Saturday, February 21, 2009

Indeed

"But there is a wider, if less concrete threat to book publishing from the internet. Electronic communication has generally made life easier for writers and harder for readers. Text is simpler to produce on computers, easier to amend and spell-check, and a breeze to distribute.... Worse, the dizzying range of easily accessible material on the internet conspires with a lack of editorial guidance to make web reading a disjointed experience that works against the sustained concentration required for serious reading.

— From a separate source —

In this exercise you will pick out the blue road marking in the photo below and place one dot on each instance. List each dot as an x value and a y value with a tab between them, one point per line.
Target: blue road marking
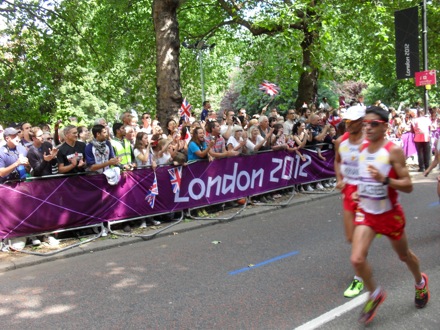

This privileging of the writer at the expense of the reader is borne out by statistics showing the annual output of new titles in the US soaring towards half a million. At the same time a recent survey revealed that one in four Americans didn’t read a single book last year. Books have become detached from meaningful readerships. Writing itself is the victim in this shift. If anyone can publish, and the number of critical readers is diminishing, is it any wonder that non-writers – pop stars, chefs, sports personalities – are increasingly dominating the bestseller lists?"

But hopefully "The roles of editor and publicist, people who can guide the potential reader through the cacophony of background noise to words they’ll want to read, will become ever more important."